Le HCSF encadre la distribution du crédit immobilier
Inquiet pour la préservation de la stabilité financière, le HCSF, autorité chargée d'exercer la surveillance du système financier français, a demandé aux banques de faire preuve de prudence en respectant les bonnes pratiques usuelles en matière d'octroi des crédits immobiliers. L'organisme d'État souhaite prévenir une éventuelle dynamique excessive de l'endettement des ménages et recommande, dans sa note du 20 décembre dernier, de prendre en considération les deux critères suivants :
- le taux d'endettement doit être limité à 33% ;
- la durée d'emprunt ne devra pas excéder 25 ans.
La prise en compte conjointe de ces deux critères au moment de l'octroi du crédit s'ajoute à l'appréciation des risques faite habituellement par les établissements de crédit. Ces derniers devront s'y conformer et en aucune manière tenter de les assouplir. Toutefois, le HCSF est conscient que les conditions de crédit exceptionnelles qui prévalent depuis plusieurs mois facilitent l'accès à la propriété. Pour ne pas briser cette dynamique, l'autorité accorde une marge de flexibilité qu'elle encadre néanmoins strictement :
- jusqu'à 15% de la production trimestrielle des nouveaux crédits pourra s'écarter des critères cités plus haut ;
- cette souplesse autorisée devra s'appliquer au moins aux trois quarts à destination des primo-accédants et aux acquéreurs de leur résidence principale ;
- aux crédits octroyés dans le cadre de cette flexibilité, un endettement maximal de 7 ans de revenu est préconisé.

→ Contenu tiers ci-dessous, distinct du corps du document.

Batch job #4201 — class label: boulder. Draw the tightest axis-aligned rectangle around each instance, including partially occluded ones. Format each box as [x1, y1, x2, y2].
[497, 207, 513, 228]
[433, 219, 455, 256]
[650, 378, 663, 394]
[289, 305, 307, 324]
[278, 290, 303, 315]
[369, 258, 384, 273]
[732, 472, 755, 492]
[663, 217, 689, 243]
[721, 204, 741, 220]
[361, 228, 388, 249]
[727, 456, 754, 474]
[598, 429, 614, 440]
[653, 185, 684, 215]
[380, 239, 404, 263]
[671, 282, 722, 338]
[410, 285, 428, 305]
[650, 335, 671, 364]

Le HCSF demande aux établissements de crédit et aux sociétés de financement de respecter strictement ces bonnes pratiques également dans le cas des rachats ou renégociations de crédit(s). Un suivi et des missions de contrôle seront mis en œuvre par l'Autorité de Contrôle Prudentiel et de Résolution, l'organe de supervision français de la banque et de l'assurance.
Le nouveau calcul du taux d'endettement
Désormais le taux d'endettement à 33% devient un critère officiel, et non plus une règle tacite pratiquée depuis toujours par les banques avec des ajustements en fonction de la situation propre de l'emprunteur. Dans une notice jointe à sa recommandation de décembre, le HCSF apporte une définition du taux d'endettement qu'il nomme "taux d'effort" : ratio entre les charges annuelles d'emprunt associées à l'endettement total de l'emprunteur (ou des co-emprunteurs) et les revenus annuels.
Deux autres définitions sont précisées :
- les charges annuelles d'emprunt : correspondent à la somme des différents montants totaux, tels que définis au 9° de l'article L.311-1 du code de la consommation, due par l'emprunteur (ou co-emprunteurs) au titre du crédit immobilier et des autres prêts en cours pour une année donnée, soit le total des intérêts et des remboursements de capital sur une période d'un an.
- les revenus annuels : correspondent au revenu net avant impôt, soit le revenu net imposable majoré des abattements forfaitaires pris en compte et minoré des revenus exceptionnels non récurrents.
Ces précisions dans le mode de calcul du taux d'effort s'imposent désormais aux banques. Elles ne pourront plus évaluer le taux d'endettement à leur guise et y introduire une forme toute personnelle de géométrie variable, en particulier pour les profils aisés et les investisseurs locatifs.
Les conséquences pourraient être lourdes pour la production des prêts à l’habitat en 2020, et chacun sait que le marché immobilier est totalement dépendant de la capacité des ménages à se financer à crédit.